BREAKING : Over 50 Groups in the #WomensMarch are Funded by George Soros
Breaking News
January 22, 2017
Well, given the fact that some of the marchers apparently don’t even know men are not given razors free by the government, I would not bet on it.
Soros has funded, or has close
relationships with, at least 56 of the march’s “partners,” including
“key partners” Planned Parenthood, which opposes Trump’s anti-abortion
policy, and the National Resource Defense Council, which opposes Trump’s
environmental policies. The other Soros ties with “Women’s March”
organizations include the partisan MoveOn.org (which was fiercely
pro-Clinton), the National Action Network (which has a former executive
director lauded by Obama senior advisor Valerie Jarrett as “a leader of
tomorrow” as a march co-chair and another official as “the head of
logistics”). Other Soros grantees who are “partners” in the march are
the American Civil Liberties Union, Center for Constitutional Rights,
Amnesty International and Human Rights Watch. March organizers and the
organizations identified here haven’t yet returned queries for
comment.
On the issues I care about as a Muslim,
the “Women’s March,” unfortunately, has taken a stand on the side of
partisan politics that has obfuscated the issues of Islamic extremism
over the eight years of the Obama administration. “Women’s March”
partners include the Council on American-Islamic Relations, which has
not only deflected on issues of Islamic extremism post-9/11, but opposes
Muslim reforms that would allow women to be prayer leaders and pray in
the front of mosques, without wearing headscarves as symbols of
chastity. Partners also include the Southern Poverty Law Center (SPLC),
which wrongly designated Maajid Nawaz, a Muslim reformer, an “anti-Muslim extremist” in
a biased report released before the election. The SPLC confirmed to me
that Soros funded its “anti-Muslim extremists” report targeting Nawaz.
(Ironically, CAIR also opposes abortions, but its leader still has a key speaking role.)
Another Soros grantee and march “partner”
is the Arab-American Association of New York, whose executive director,
Linda Sarsour, is a march co-chair. When I co-wrote a piece, arguing
that Muslim women don’t have to wear headscarves as a symbol of
“modesty,” she attacked the coauthor and me as “fringe.”

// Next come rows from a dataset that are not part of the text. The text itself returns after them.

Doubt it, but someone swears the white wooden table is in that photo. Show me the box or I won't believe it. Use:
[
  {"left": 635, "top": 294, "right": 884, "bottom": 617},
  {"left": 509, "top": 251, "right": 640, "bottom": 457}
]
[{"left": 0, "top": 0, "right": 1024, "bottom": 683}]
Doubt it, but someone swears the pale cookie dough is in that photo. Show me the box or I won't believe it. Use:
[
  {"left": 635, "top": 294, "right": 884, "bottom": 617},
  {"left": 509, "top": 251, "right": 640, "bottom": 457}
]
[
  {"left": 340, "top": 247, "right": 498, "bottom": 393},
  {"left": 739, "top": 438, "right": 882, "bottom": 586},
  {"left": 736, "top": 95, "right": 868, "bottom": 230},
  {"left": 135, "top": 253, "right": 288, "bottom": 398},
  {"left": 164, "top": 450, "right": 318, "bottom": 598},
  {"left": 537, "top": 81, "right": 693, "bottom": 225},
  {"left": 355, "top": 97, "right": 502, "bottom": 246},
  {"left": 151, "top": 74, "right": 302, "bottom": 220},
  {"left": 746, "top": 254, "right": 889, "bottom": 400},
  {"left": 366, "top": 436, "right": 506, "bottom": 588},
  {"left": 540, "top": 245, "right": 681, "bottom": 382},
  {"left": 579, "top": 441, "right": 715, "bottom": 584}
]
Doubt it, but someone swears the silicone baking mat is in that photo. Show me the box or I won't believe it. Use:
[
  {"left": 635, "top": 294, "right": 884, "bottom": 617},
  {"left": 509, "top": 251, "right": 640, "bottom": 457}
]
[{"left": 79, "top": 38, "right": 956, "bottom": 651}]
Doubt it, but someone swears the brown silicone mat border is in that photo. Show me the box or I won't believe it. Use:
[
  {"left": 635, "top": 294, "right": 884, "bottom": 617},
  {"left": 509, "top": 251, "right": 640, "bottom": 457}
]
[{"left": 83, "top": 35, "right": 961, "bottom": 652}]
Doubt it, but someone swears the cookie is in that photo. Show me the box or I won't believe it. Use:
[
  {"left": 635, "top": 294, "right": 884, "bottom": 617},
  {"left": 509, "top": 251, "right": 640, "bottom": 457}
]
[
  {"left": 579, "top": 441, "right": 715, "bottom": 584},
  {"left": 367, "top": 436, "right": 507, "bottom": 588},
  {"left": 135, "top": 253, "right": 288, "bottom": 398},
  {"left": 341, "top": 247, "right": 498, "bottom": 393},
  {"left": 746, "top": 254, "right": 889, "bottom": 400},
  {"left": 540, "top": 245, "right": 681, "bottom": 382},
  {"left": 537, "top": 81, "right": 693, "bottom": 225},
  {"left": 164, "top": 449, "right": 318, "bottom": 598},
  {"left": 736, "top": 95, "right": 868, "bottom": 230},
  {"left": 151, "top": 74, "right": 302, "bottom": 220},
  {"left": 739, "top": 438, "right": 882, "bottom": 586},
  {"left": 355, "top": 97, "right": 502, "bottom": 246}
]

Earlier, at least 33 of the 100 “women of
color,” who initially protested the Trump election in street protests,
worked at organizations that receive Soros funding, in part for
“black-brown” activism. Of course, Soros is an “ideological
philanthropist,” whose interests align with many of these groups, but he
is also a significant political donor. In Davos, he told reporters that
Trump is a “would-be dictator.”
A spokeswoman for Soros’s Open Society
Foundations, said in a statement, “There have been many false reports
about George Soros and the Open Society Foundations funding protests in
the wake of the U.S. presidential elections. There is no truth to these
reports.” She added, “We support a wide range of organizations — including those
that support women and minorities who have historically been denied
equal rights. Many of whom are concerned about what policy changes may
lie ahead. We are proud of their work. We of course support the right of
all Americans to peaceably assemble and petition their government—a
vital, and constitutionally safeguarded, pillar of a functioning
democracy.”
Much like post-election protests, which
included a sign, “Kill Trump,” were not “spontaneous,” as reported by
some media outlets, the “Women’s March” is an extension of strategic
identity politics that has so fractured America today, from campuses to
communities. On the left or the right, it’s wrong. But, with the
inauguration, we know the politics. With the march, “women” have been
appropriated for a clearly anti-Trump day. When I shared my thoughts
with her, my yoga studio owner said it was “sad” the march’s organizers
masked their politics. “I want love for everyone,” she said.